Kiss me, I'm Catholic.

Friday, December 02, 2005

Catholic anime?

Okay. Christians making anime should = cool. But this is not the way to go about it...

I must confess: I am a wannabe anime nut. I've only just started getting into individual series - Full Metal Alchemist is the only one I like yet - but the style has always been beautiful to me. And I've always thought that Catholicism + Anime would be a dream come true, although I had to come to this crazy school ^_^ to find people who agree with me. If one searches for "Christian anime" on Google, tons of resources appear, but they are all evangelical. Observe: Anime Angels' Statement of Faith. "Catholic anime" doesn't turn up much. The only example of Catholic-made anime I can think of is the SuperPope short from Phatmass. Cool, but one little flash comic doesn't even scrape the surface of what could be. It's ironic that Protestants should be more into this image-centered business than Catholics. (Here's a page with a lot of evangelical webmanga on it.) Evangelical culture and theology have a huge impact on the anime they make, of course: there's a lot of technical skill and visual panache, but the way they incorporate their Christianity into the story is odd. The images and words are on the same page to be sure, but sometimes they seem weirdly severed. The words are your basic pop evangelical speak, but the images aren't that different from any other anime... right down to the scantily clad female characters. Ahem. Isn't there something just... wrong about this? This is a rather extreme example, but the other wallpapers on this site (called Sanctus Lux, oddly enough) share its schizoid character. Almost all of them have Bible quotes on them... which is fortunate, because most of the images don't have anything specifically Christian about them by themselves.

And this is utterly surreal...

Pentecostal anime?!

I guess it's no wonder that Catholics don't make anime. Anime in America is a subculture to begin with, and enthusiastic Catholics who are also anime fans have got to be rarer than rare. And yet...

A Catholic anime artist could have soooo much fun! All I can really do is doodle, but I've come up with a lot of interesting ideas which I can only dream of turning into art. One of my friends - the first Catholic anime fanatic I ever met - has a phenomenal series idea which we've worked on together, although we know it will probably never see the light of day. It's set around a sort of alternate-universe Constantinople, among these Eastern Catholic-type people and their enemies who make their sons into janissaries. We have all sorts of neat characters and involved plots thought out... there's Athanios, who is trying to find and retrieve his janissary brother Mentiros from the "Turkish" city, and then there's this nomad girl named Favi... I probably shouldn't give any more of it away, just in case my friend decides to make it someday.

I think that Catholic art has more in common with anime than most people would think - especially where there is an Eastern influence, as you might expect. The graceful, stylized look of icons; the elongated figures of El Greco... there are echoes of the anime style here.
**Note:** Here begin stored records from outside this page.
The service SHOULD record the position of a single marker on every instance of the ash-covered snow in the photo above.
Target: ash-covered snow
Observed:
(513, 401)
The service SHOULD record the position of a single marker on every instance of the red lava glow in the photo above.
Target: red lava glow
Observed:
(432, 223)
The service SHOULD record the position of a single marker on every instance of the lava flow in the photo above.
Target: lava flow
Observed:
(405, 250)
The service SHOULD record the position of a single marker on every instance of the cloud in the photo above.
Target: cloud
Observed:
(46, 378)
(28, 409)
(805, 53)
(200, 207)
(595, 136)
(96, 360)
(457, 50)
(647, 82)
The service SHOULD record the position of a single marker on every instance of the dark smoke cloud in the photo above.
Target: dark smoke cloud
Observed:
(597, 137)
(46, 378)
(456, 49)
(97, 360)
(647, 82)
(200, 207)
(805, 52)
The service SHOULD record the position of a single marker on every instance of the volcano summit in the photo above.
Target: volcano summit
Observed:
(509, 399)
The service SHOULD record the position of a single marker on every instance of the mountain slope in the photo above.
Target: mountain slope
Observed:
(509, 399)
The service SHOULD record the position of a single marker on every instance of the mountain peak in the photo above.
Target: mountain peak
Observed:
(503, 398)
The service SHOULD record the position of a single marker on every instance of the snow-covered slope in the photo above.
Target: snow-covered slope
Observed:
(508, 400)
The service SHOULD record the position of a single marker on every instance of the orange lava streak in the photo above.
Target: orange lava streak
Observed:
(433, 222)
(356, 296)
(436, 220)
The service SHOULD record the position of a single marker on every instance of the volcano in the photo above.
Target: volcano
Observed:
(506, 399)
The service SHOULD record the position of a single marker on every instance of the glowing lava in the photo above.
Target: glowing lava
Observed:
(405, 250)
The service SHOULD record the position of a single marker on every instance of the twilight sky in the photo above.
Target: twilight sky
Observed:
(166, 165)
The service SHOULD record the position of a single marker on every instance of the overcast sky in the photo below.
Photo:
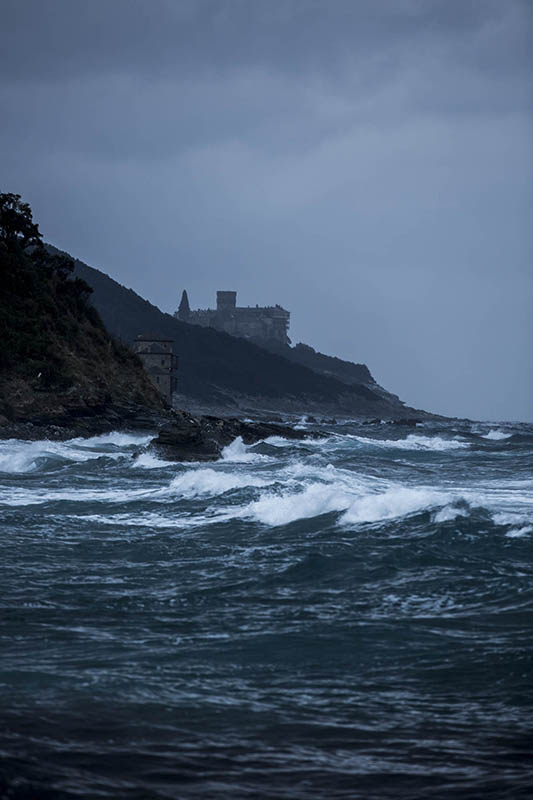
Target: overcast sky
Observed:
(367, 164)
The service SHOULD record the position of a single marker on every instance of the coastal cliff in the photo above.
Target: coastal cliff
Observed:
(60, 370)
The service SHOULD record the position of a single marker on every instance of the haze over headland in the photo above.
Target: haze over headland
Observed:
(368, 165)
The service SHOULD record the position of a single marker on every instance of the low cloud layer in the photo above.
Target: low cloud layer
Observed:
(366, 164)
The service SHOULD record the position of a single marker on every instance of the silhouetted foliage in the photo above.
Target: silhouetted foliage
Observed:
(17, 228)
(41, 304)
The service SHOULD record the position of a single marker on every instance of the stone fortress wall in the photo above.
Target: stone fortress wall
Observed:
(261, 323)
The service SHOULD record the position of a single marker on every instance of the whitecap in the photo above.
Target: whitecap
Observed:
(210, 482)
(395, 502)
(237, 451)
(449, 513)
(518, 533)
(496, 435)
(317, 499)
(149, 461)
(416, 442)
(117, 438)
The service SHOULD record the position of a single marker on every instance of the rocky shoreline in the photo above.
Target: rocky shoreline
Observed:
(178, 435)
(202, 438)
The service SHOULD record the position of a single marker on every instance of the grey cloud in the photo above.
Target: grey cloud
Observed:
(368, 164)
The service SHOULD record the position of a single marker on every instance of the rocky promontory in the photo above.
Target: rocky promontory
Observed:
(202, 438)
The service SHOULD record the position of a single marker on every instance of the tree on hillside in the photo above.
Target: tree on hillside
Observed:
(17, 228)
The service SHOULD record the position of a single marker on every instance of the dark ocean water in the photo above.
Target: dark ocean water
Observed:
(349, 618)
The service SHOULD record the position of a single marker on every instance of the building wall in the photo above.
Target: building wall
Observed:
(269, 323)
(160, 364)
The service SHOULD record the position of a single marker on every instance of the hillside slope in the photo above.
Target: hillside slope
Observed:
(57, 361)
(219, 370)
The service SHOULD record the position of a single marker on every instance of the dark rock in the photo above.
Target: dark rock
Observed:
(202, 438)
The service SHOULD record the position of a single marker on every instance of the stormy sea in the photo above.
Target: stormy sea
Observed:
(348, 617)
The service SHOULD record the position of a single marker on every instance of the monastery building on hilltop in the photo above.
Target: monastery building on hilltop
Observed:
(268, 323)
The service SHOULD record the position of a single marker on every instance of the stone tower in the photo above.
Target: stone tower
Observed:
(159, 361)
(184, 310)
(226, 301)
Japanese-made anime often uses Catholic terms and imagery, in ways that range from the endearing to the surreal. Catholicism isn't well understood, but nonetheless it has a certain allure. And although anime metaphysics are usually hopelessly muddled, sometimes serious ideas turn up. In Full Metal Alchemist, for example - spoiler! spoiler! - there are seven villains named after the Deadly Sins, and they turn out to be "homunculi", the monstrous results of human attempts to seize immortality through a sort of necromancy. There is a treatment of the idea of making human/animal chimeras that would rattle the most devoted disciple of Peter Singer. On the positive side, there is a beautiful portayal of the family in the characters of Maes, Graecia, and their little daughter Elysia. And then the real fun begins when you start applying Thomist principles about form and matter and the human composite to the series and having crazy arguments... This is not to say that there isn't problematic stuff in the series, but it gives you a taste of what anime could do if its style of art and storytelling were wedded to a coherent metaphysic. For anime has a way of creating iconic images that cling tenaciously in your memory, which can be a good thing as well as a bad thing. What Steven Greydanus says of "Spirited Away" could be applied to a lot of anime: "The effortless visual virtuosity of [its] imagery can make even the strongest animation coming out of Disney or Pixar seem timid and uninspired by comparison. I love the quirky character design in Monsters, Inc., but the mythic power of the imagery in Spirited Away makes Monsters, Inc. look like child’s play."

So... any other anime fans out there? What do you think about this topic which has been so seldom discussed?